Print the value of totalPrice, formatted as a string for readability.

println("Total price: $${totalPrice}")

Run your code. The result should be equal to the sum of the prices in the cookies list.

...
Total price: $10.83

7. sortedBy()

When you first learned about collections, you learned that the sort() function could be used to sort the elements. However, this won't work on a collection of Cookie objects. The Cookie class has several properties and Kotlin won't know which properties (name, price, etc.) you want to sort by.

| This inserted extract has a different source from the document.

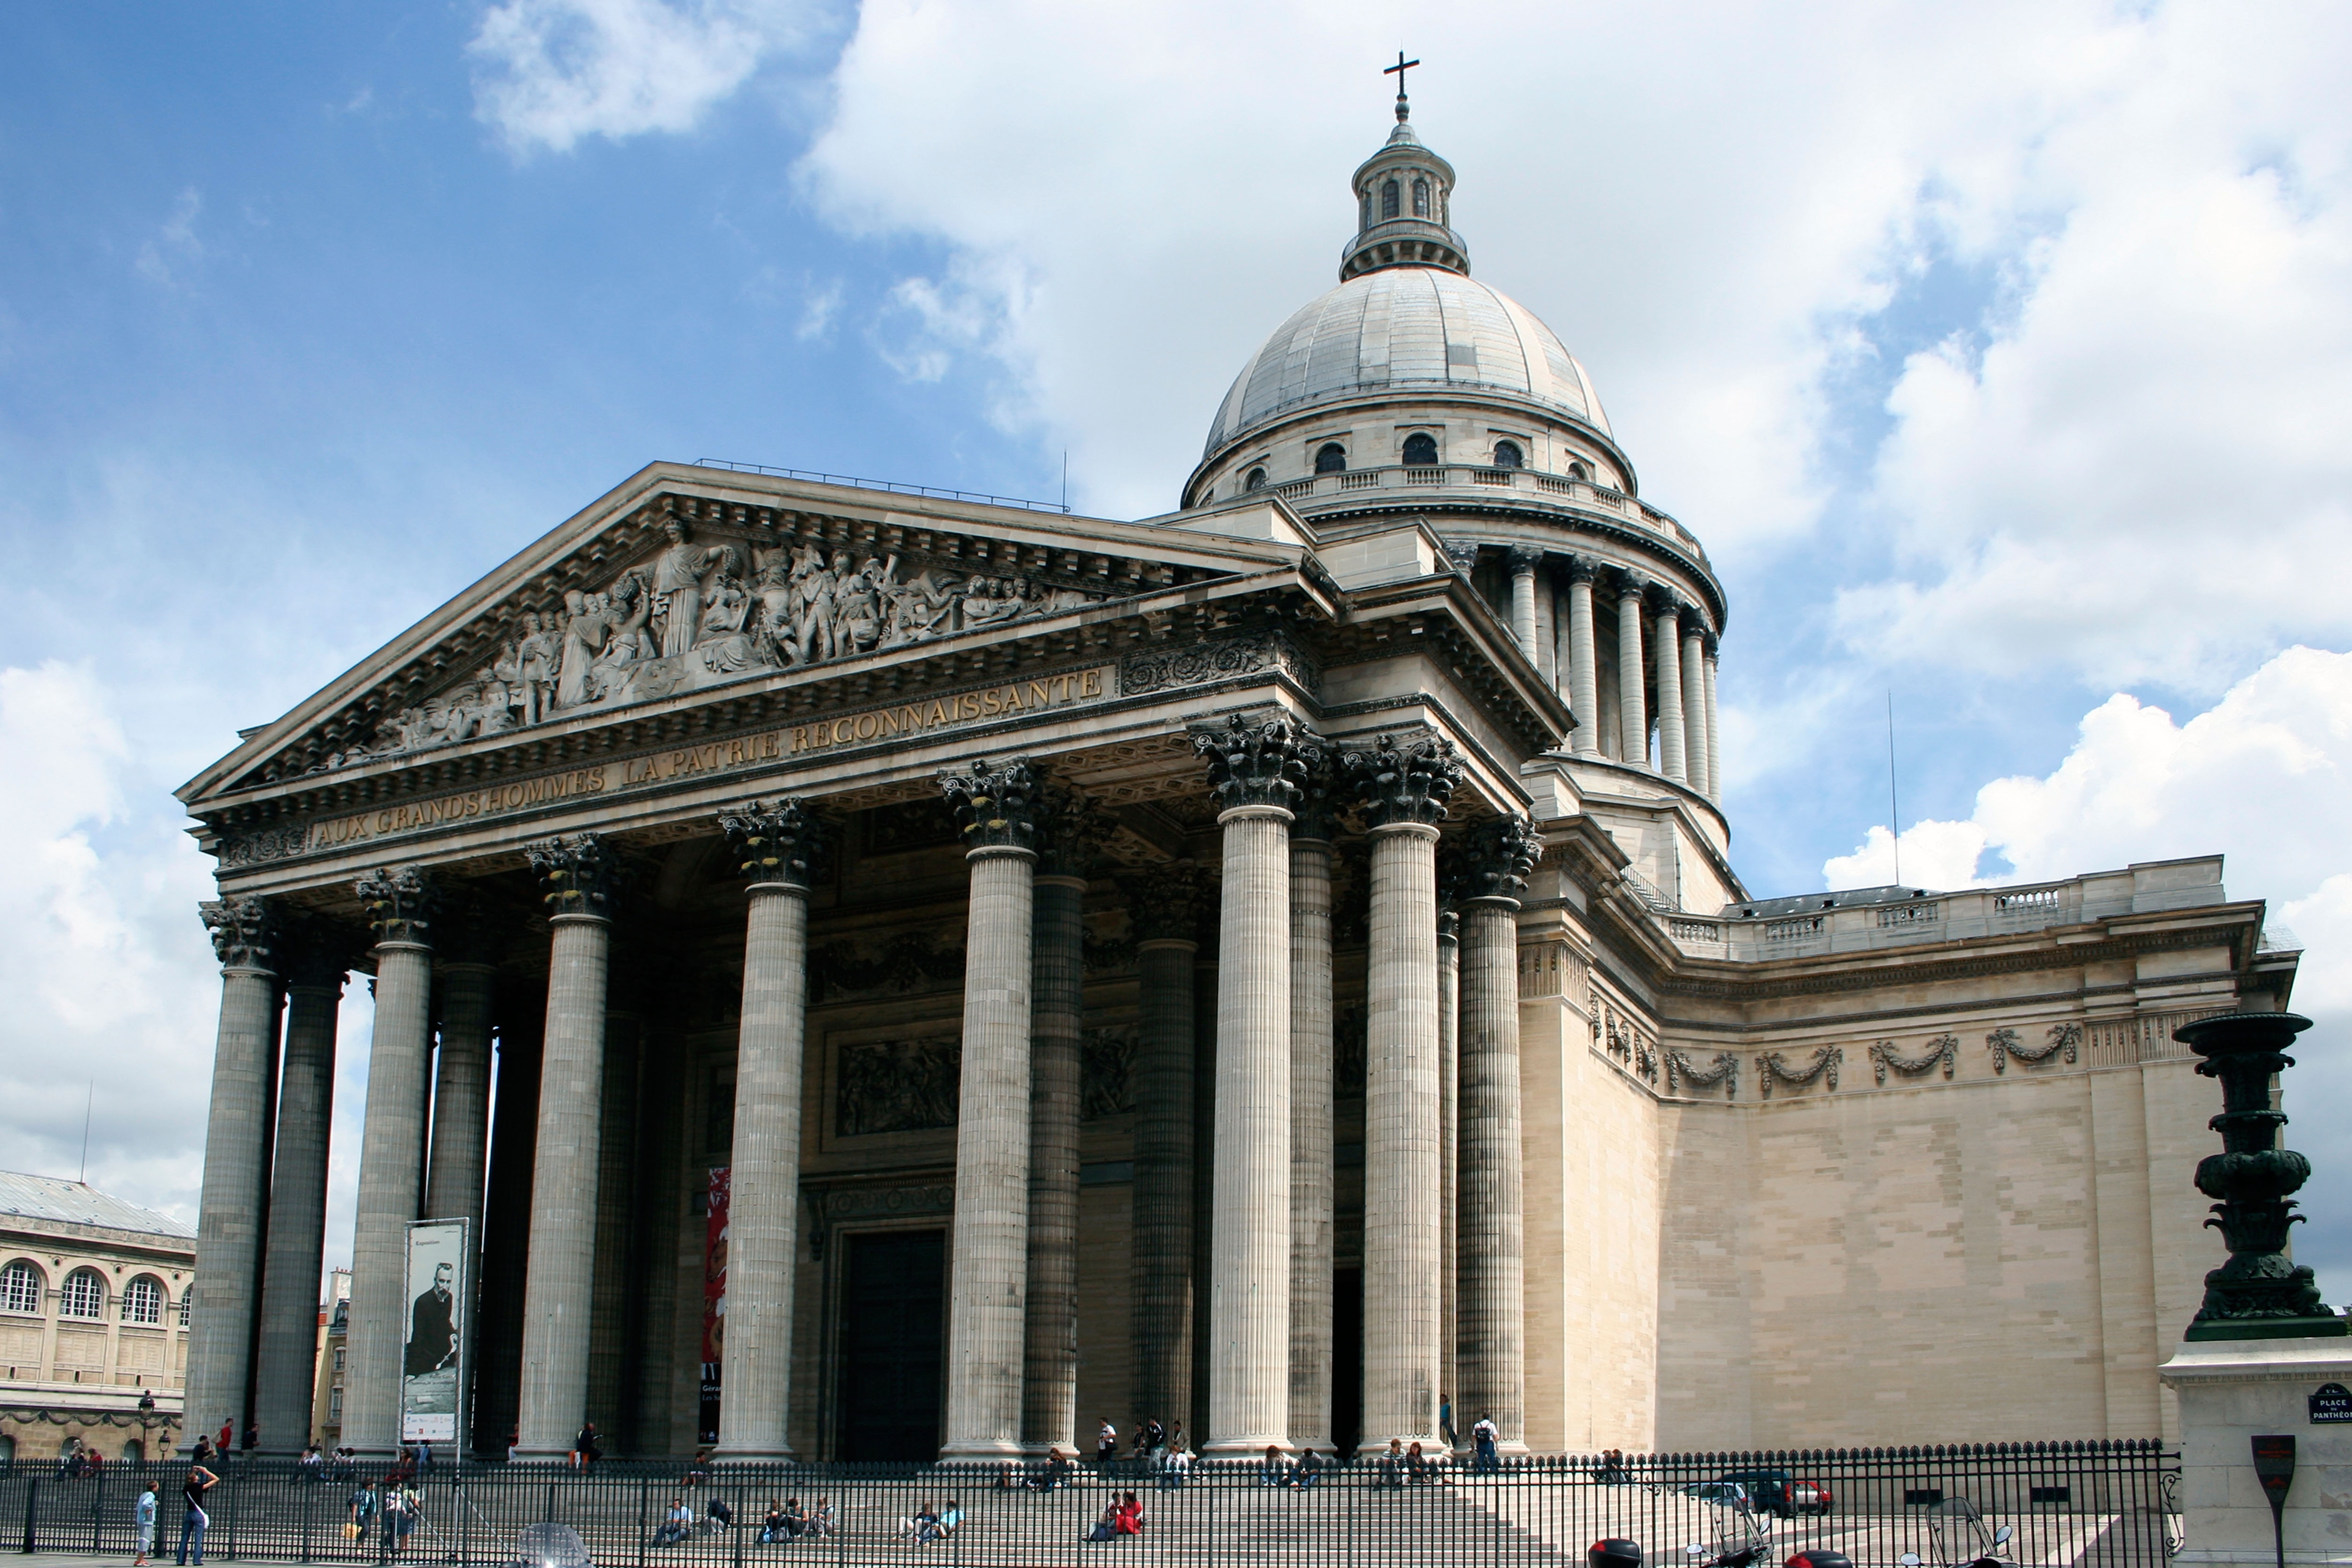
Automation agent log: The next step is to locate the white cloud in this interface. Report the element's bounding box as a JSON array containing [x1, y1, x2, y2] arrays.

For these cases, Kotlin collections provide a sortedBy() function. sortedBy() lets you specify a lambda that returns the property you'd like to sort by. For example, if you'd like to sort by price, the lambda would return it.price. So long as the data type of the value has a natural sort order—strings are sorted alphabetically, numeric values are sorted in ascending order—it will be sorted just like a collection of that type.

You'll use sortedBy() to sort the list of cookies alphabetically.

In main(), after the existing code, add a new variable called alphabeticalMenu and set it equal to calling sortedBy() on the cookies list.

val alphabeticalMenu = cookies.sortedBy {
}

In the lambda expression, return it.name. The resulting list will still be of type List<Cookie>, but sorted based on the name.

val alphabeticalMenu = cookies.sortedBy {
    it.name
}

Print the names of the cookies in alphabeticalMenu. You can use forEach() to print each name on a new line.

println("Alphabetical menu:")
alphabeticalMenu.forEach {
    println(it.name)
}

Run your code. The cookie names are printed in alphabetical order.

...
Alphabetical menu:
Banana Walnut
Blueberry Tart
Chocolate Chip
Chocolate Peanut Butter
Snickerdoodle
Sugar and Sprinkles
Vanilla Creme

8. Conclusion

Congratulations! You just saw several examples of how higher-order functions can be used with collections. Common operations, like sorting and filtering, can be performed in a single line of code, making your programs more concise and expressive.

Summary

You can loop over each element in a collection using forEach().
Expressions can be inserted into strings.
map() is used to format the items in a collection, often as a collection of another data type.
filter() can generate a subset of a collection.
groupBy() splits a collection based on a function's return value.
fold() turns a collection into a single value.
sortedBy() is used to sort a collection by a specified property.